G protein β₂ subunit-derived peptides for inhibition and induction of G protein pathways: Examination of voltage-gated Ca²⁺ and G protein inwardly rectifying K⁺ channels

Voltage-gated Ca²⁺ channels of the N-, P/Q-, and R-type and G protein inwardly rectifying K⁺ channels (GIRK) are modulated via direct binding of G proteins. The modulation is mediated by G protein βγ subunits. By using electrophysiological recordings and fluorescence resonance energy transfer, we characterized the modulatory domains of the G protein β subunit on the recombinant P/Q-type channel and GIRK channel expressed in HEK293 cells and on native non-L-type Ca²⁺ currents of cultured hippocampal neurons.

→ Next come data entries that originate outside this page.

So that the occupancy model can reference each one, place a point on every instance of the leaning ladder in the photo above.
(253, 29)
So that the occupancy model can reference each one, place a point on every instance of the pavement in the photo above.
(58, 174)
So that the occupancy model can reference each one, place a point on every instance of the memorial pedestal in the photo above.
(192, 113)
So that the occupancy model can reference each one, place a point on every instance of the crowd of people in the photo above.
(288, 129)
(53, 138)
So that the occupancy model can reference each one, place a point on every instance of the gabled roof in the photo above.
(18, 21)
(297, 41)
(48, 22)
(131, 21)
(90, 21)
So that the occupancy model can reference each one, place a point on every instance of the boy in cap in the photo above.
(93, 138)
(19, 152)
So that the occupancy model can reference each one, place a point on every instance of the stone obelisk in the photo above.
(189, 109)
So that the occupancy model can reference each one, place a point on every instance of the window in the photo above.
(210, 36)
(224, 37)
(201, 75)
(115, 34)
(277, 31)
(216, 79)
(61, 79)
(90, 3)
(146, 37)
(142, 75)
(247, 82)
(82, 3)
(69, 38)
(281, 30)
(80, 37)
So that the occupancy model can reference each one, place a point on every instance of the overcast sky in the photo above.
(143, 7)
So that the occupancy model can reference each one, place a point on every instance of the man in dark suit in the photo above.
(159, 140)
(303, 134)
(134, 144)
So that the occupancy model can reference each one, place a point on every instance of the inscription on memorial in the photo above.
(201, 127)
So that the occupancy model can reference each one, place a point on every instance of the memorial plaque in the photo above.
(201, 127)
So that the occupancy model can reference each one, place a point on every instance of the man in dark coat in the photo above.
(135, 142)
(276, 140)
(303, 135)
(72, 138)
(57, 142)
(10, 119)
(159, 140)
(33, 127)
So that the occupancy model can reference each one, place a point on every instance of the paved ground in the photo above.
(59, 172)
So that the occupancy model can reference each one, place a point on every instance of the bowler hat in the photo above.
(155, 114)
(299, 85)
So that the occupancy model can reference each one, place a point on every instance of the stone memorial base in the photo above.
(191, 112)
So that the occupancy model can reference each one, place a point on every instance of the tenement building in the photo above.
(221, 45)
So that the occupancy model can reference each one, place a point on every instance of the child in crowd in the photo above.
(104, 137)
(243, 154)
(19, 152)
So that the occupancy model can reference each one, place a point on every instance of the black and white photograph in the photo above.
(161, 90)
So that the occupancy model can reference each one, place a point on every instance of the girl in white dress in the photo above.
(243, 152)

We found that Gβ₂ subunit-derived deletion constructs and synthesized peptides can either induce or inhibit G protein modulation of the examined ion channels. In particular, the 25-amino acid peptide derived from the Gβ₂ N terminus inhibits G protein modulation, whereas a 35-amino acid peptide derived from the Gβ₂ C terminus induced modulation of voltage-gated Ca ²⁺ channels and GIRK channels. Fluorescence resonance energy transfer (FRET) analysis of the live action of these peptides revealed that the 25-amino acid peptide diminished the FRET signal between G protein β ₂γ₃ subunits, indicating a reorientation between G protein β₂γ₃ subunits in the presence of the peptide. In contrast, the 35-amino acid peptide increased the FRET signal between GIRK1,2 channel subunits, similarly to the Gβγ-mediated FRET increase observed for this GIRK subunit combination. Circular dichroism spectra of the synthesized peptides suggest that the 25-amino acid peptide is structured. These results indicate that individual G protein β subunit domains can act as independent, separate modulatory domains to either induce or inhibit G protein modulation for several effector proteins.